Member of the Canadian Parliament for Dauphin
- In office 1911–1921
- Preceded by: Glenlyon Campbell
- Succeeded by: William John Ward

Personal details
- Born: 11 December 1868 Lachute, Quebec
- Died: 19 June 1932 (aged 63) Dauphin, Manitoba
- Party: Liberal, Liberal Unionist

= Robert Cruise =

Canadian politician

Robert Cruise (11 December 1868 - 19 June 1932) was a Canadian Member of Parliament for Dauphin, Manitoba.

Born in Lachute, Quebec, the son of Peter and Margaret (Mill) Cruise, he was a farmer in Quebec until 1893 when he moved to Manitoba settling in Dauphin where he acquired a farm of 160 acre. He later sold this land and purchased 1600 acre of land.

Cruise was elected as a Liberal in the 1911 federal election, however, as a result of the Conscription Crisis of 1917 he and many other English-Canadian Liberals crossed the floor to support the Union government formed by Robert Borden in 1917. The Conscription question split the Liberal party with loyalists to party leader Sir Wilfrid Laurier styling themselves Laurier Liberals and supporters of the Borden government calling themselves Liberal Unionists.
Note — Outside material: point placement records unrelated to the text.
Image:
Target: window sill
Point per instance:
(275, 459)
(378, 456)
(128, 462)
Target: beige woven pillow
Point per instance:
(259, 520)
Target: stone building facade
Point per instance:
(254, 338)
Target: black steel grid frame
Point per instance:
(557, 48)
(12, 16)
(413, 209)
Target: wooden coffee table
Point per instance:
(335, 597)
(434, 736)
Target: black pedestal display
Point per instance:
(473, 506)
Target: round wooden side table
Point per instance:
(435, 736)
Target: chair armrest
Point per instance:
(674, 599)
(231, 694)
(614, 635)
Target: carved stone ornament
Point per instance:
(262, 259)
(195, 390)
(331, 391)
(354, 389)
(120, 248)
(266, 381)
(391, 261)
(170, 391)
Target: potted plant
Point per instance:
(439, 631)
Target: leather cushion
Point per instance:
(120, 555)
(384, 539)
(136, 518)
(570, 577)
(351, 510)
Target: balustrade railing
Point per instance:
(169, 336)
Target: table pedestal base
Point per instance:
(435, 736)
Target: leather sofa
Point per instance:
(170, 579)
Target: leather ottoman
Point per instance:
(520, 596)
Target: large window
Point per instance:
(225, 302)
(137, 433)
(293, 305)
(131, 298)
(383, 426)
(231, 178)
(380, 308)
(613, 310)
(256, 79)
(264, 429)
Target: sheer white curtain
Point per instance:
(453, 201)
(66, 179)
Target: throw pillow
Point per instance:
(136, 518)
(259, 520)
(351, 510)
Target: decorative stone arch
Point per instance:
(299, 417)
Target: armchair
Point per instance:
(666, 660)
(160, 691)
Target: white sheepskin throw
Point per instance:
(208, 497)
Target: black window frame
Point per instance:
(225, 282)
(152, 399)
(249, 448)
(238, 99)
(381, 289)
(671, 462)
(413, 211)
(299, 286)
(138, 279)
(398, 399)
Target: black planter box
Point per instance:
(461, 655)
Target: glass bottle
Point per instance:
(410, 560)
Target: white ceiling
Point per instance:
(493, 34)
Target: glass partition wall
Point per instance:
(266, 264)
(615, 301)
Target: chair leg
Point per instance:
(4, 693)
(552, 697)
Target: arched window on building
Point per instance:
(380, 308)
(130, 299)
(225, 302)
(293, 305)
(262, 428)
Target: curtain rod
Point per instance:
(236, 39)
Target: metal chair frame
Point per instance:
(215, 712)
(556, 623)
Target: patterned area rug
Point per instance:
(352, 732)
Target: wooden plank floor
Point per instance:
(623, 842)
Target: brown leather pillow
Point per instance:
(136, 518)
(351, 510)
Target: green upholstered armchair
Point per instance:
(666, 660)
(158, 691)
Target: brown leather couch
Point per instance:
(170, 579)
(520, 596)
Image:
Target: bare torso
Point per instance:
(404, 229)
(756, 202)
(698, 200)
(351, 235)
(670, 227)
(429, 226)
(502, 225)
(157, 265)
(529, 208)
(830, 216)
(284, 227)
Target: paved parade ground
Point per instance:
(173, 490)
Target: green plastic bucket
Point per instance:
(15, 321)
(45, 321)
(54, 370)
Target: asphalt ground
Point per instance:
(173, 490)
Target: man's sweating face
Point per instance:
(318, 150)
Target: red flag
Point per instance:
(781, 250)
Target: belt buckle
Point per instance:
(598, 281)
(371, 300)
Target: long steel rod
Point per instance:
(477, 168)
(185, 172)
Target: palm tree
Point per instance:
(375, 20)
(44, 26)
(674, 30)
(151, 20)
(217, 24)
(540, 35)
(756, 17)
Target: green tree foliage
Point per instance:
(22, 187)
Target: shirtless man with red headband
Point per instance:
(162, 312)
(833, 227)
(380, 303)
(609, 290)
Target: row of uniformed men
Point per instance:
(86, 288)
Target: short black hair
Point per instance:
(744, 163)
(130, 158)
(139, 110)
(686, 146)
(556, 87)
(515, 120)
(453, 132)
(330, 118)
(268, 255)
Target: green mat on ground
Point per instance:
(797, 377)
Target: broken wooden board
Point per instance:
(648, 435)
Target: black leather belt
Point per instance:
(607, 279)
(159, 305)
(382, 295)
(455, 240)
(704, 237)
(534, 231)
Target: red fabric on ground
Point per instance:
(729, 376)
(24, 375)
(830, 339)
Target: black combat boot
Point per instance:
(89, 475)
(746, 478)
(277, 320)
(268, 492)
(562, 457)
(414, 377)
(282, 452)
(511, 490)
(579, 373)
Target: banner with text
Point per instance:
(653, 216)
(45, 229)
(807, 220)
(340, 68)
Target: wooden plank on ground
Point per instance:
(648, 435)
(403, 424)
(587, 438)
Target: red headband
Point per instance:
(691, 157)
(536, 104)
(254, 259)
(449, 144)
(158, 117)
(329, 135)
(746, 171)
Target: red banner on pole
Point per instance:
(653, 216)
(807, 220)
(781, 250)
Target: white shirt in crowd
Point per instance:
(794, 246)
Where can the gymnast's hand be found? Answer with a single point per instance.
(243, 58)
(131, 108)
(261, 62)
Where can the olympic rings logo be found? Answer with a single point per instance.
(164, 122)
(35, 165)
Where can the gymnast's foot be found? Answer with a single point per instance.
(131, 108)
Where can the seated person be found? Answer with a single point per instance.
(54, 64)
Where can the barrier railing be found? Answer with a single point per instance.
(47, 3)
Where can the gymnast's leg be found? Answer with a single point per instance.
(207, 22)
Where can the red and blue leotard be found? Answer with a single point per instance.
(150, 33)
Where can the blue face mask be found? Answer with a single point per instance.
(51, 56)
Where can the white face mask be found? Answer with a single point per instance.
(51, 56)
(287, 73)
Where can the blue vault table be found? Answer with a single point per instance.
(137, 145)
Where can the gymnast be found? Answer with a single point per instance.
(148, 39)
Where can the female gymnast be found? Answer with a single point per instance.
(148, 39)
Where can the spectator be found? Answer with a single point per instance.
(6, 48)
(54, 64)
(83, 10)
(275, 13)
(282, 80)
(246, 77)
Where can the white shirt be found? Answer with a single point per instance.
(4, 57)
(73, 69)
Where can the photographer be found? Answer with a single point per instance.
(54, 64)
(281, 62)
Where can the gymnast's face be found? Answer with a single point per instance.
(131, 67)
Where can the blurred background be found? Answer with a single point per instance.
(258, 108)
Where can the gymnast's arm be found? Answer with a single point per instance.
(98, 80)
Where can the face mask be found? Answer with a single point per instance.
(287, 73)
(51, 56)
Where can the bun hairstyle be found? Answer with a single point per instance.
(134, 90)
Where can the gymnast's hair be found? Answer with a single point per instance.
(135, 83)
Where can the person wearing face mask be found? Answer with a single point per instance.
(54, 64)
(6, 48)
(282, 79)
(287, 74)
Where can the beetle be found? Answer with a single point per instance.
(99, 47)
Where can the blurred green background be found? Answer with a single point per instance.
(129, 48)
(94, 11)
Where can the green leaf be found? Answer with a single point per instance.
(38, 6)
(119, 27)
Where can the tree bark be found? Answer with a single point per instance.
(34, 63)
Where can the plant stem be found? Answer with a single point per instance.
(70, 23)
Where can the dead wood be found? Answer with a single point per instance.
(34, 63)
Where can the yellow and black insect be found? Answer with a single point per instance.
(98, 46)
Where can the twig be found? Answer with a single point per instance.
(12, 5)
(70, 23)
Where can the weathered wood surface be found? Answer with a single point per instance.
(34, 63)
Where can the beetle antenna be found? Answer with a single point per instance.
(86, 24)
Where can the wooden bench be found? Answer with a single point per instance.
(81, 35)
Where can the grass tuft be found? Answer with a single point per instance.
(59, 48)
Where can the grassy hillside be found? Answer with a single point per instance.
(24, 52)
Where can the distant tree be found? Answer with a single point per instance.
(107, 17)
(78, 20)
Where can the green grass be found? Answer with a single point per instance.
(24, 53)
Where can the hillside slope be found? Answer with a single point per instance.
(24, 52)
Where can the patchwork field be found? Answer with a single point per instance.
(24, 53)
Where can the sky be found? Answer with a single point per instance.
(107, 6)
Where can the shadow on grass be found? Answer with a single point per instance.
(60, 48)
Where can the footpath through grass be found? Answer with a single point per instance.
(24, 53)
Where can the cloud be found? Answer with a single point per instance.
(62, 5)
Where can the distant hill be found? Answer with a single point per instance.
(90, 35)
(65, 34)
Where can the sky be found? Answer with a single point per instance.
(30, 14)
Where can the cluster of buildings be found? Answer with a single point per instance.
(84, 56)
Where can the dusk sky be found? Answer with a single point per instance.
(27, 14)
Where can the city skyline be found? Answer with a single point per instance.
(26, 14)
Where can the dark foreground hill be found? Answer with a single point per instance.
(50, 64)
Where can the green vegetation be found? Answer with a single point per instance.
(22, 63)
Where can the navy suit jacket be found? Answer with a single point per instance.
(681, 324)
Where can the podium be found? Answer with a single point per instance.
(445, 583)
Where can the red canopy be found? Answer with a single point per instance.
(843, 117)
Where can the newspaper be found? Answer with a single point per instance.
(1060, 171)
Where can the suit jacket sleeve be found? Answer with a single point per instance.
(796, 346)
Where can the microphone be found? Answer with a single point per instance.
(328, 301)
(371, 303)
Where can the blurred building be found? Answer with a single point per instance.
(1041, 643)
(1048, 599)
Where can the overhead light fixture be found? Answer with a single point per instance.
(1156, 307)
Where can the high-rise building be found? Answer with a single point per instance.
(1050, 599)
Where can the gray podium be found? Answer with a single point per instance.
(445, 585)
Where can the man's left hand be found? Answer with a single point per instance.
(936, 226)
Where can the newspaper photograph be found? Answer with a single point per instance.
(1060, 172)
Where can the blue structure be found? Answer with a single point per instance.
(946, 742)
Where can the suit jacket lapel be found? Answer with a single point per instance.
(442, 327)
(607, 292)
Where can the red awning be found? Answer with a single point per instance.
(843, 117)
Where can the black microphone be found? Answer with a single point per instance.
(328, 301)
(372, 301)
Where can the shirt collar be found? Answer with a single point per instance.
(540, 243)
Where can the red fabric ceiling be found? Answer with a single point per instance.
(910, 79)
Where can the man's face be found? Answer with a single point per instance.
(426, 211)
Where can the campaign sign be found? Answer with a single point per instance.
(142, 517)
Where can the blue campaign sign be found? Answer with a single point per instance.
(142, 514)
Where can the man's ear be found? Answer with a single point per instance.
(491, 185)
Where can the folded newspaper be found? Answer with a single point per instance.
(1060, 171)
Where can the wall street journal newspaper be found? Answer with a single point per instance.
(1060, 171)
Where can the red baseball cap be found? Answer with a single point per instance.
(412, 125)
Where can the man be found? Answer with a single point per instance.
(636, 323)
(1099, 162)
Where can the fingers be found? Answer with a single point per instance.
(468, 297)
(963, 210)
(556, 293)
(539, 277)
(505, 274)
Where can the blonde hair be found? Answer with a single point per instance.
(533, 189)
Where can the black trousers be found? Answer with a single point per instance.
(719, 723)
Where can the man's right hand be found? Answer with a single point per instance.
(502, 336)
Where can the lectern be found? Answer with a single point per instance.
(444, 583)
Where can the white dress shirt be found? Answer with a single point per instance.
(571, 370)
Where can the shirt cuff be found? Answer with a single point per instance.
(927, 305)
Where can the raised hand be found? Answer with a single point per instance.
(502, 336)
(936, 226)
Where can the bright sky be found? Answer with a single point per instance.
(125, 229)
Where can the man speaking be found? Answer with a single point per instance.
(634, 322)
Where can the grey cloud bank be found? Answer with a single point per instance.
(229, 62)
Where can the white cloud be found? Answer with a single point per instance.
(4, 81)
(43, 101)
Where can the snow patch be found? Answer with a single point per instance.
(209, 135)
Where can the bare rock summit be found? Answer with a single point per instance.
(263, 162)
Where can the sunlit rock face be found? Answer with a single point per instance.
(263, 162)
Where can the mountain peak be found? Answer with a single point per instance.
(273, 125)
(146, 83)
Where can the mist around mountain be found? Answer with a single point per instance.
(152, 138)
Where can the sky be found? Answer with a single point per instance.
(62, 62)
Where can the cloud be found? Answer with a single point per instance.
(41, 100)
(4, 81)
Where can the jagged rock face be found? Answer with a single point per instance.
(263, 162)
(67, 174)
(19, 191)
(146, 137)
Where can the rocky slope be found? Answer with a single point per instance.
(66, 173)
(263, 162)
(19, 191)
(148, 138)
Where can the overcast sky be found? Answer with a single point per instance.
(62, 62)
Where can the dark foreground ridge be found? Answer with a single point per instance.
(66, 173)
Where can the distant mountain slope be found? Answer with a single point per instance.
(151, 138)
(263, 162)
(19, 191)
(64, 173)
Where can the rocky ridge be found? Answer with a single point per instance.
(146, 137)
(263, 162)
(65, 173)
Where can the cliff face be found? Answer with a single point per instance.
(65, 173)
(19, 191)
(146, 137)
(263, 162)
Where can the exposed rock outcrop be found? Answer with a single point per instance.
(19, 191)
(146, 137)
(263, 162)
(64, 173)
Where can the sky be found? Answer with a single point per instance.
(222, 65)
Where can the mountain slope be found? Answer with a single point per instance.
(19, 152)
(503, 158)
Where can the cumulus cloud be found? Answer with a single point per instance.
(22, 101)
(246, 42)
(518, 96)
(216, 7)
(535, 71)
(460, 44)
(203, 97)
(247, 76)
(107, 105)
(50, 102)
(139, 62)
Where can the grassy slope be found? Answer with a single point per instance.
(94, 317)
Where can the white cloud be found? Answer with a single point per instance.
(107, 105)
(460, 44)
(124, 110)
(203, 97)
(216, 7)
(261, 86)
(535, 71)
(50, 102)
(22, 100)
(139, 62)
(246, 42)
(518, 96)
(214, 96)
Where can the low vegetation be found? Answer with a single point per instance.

Cruise stood for re-election in the 1917 election and was acclaimed as a Government supporter. He sat in parliament as a Unionist (Conservative and Liberal). He did not return to the Liberal Party following World War I but ran for re-election in 1921 as a Conservative (technically, the Tories ran in this election as the National Liberal and Conservative Party in an unsuccessful attempt to retain the support of Liberals who had defected from the party during the war.) Cruise was soundly defeated by William John Ward, a candidate for the new Progressive Party of Canada.